An Hội Đông (Vietnamese: Phường An Hội Đông) is a ward of Ho Chi Minh City, Vietnam. It is one of the 168 new wards, communes and special zones of the city following the reorganization in 2025.

==Geography==
An Hội Đông is bordered by the following wards:
- Thới An to the north
- An Hội Tây to the west
- Thông Tây Hội to the southwest
- Gò Vấp to the south
- An Phú Đông to the northeast

According to Official Dispatch No. 2896/BNV-CQĐP dated May 27, 2025 of the Ministry of Home Affairs, following the merger, An Hội Đông has a land area of 3.29 km², the population as of December 31, 2024 is 123,681 people, the population density is 37,593 people/km².

==History==
On June 16, 2025, the National Assembly Standing Committee issued Resolution No. 1685/NQ-UBTVQH15 on the arrangement of commune-level administrative units of Ho Chi Minh City in 2025 (effective from June 16, 2025).
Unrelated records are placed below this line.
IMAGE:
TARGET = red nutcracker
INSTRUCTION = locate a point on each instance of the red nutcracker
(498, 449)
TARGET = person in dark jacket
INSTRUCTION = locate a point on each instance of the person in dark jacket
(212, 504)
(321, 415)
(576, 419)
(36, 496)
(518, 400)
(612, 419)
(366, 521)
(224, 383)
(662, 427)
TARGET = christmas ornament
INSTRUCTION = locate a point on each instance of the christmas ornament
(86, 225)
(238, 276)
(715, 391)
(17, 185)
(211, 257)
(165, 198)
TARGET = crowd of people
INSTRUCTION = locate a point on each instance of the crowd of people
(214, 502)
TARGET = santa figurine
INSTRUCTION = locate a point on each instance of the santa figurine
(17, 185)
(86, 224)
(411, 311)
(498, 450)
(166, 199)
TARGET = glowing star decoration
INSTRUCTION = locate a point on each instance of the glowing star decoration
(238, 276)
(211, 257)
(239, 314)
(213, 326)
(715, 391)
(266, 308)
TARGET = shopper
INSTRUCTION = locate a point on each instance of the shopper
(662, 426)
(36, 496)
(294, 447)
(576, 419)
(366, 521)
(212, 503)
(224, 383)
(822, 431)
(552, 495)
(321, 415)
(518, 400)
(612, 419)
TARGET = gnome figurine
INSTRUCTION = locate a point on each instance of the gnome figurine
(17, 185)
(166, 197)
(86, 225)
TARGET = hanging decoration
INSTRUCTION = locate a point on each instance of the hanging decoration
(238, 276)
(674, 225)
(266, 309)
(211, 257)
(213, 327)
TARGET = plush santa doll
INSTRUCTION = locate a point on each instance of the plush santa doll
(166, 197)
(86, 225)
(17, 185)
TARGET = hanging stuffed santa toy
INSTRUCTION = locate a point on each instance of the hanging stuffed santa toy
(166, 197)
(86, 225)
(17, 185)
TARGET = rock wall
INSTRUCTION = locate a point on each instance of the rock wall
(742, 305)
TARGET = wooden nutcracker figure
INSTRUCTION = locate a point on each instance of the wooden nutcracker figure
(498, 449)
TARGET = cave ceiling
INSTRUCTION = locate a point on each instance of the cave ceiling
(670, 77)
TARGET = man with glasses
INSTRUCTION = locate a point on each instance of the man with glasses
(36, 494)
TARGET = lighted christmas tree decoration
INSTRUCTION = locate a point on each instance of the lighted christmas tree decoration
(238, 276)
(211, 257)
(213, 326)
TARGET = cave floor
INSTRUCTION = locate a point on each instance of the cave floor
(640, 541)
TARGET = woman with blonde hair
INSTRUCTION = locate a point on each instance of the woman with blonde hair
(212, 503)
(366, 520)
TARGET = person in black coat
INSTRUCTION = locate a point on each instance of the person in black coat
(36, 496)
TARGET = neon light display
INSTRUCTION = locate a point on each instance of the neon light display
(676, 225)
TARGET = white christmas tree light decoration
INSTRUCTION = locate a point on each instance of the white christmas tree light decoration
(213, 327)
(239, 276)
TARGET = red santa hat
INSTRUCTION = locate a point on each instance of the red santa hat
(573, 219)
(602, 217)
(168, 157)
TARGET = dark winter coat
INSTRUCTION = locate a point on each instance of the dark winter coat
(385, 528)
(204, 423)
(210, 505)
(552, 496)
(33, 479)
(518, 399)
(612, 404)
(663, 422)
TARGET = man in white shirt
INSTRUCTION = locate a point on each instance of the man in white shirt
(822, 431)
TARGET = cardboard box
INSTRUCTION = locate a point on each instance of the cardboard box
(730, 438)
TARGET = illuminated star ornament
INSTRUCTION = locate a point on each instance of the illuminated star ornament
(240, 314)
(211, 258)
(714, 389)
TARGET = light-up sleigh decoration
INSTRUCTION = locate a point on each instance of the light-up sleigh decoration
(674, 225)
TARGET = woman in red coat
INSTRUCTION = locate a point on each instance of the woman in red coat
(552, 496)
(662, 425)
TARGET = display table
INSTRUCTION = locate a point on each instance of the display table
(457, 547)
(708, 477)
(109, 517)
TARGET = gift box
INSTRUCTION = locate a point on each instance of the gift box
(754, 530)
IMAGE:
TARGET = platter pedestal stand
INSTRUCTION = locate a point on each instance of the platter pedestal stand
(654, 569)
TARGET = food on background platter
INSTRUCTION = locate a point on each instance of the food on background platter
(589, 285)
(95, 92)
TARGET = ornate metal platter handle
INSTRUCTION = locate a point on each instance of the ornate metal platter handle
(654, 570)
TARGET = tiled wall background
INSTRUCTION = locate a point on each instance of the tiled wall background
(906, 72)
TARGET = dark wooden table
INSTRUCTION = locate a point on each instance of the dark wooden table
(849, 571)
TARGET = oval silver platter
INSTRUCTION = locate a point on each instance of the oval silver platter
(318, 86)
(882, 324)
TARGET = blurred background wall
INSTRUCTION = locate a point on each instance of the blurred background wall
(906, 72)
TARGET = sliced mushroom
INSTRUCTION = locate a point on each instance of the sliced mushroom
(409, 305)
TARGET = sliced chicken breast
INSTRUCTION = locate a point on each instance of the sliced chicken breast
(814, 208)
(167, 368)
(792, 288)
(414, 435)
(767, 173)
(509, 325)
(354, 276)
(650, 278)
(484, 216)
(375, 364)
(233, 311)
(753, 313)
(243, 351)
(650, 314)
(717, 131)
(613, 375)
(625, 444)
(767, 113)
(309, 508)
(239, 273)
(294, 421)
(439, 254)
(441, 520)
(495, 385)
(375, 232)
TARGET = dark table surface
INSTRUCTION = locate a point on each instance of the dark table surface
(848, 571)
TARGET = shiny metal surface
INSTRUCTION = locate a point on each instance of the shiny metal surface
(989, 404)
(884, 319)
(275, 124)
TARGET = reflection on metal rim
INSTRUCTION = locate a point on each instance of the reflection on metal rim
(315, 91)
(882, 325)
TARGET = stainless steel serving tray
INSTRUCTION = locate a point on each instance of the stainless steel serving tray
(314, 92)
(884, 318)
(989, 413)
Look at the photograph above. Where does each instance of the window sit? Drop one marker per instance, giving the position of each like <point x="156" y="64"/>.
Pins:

Accordingly, the entire land area and population of Ward 15 and Ward 16 of the former Gò Vấp district will be integrated into a new ward named An Hội Đông (Clause 50, Article 1).

==Etymology==
In the 2025 commune-level administrative unit arrangement, the city government has advocated to name new wards and communes with words instead of naming them with numbers. With many considerations from the history of the land, familiarity and cultural values. This policy has been widely supported by the people. Among them, some old place names such as Sài Gòn, Gia Định, Chợ Lớn, and others have been restored.

In which, An Hội is the name of a bronze casting village in the old Gò Vấp district. In addition, An Hội is also the name of an ancient communal house that has been recognized as a city-level architectural and artistic relic. Then they added "Đông" for east, hence the name: An Hội Đông.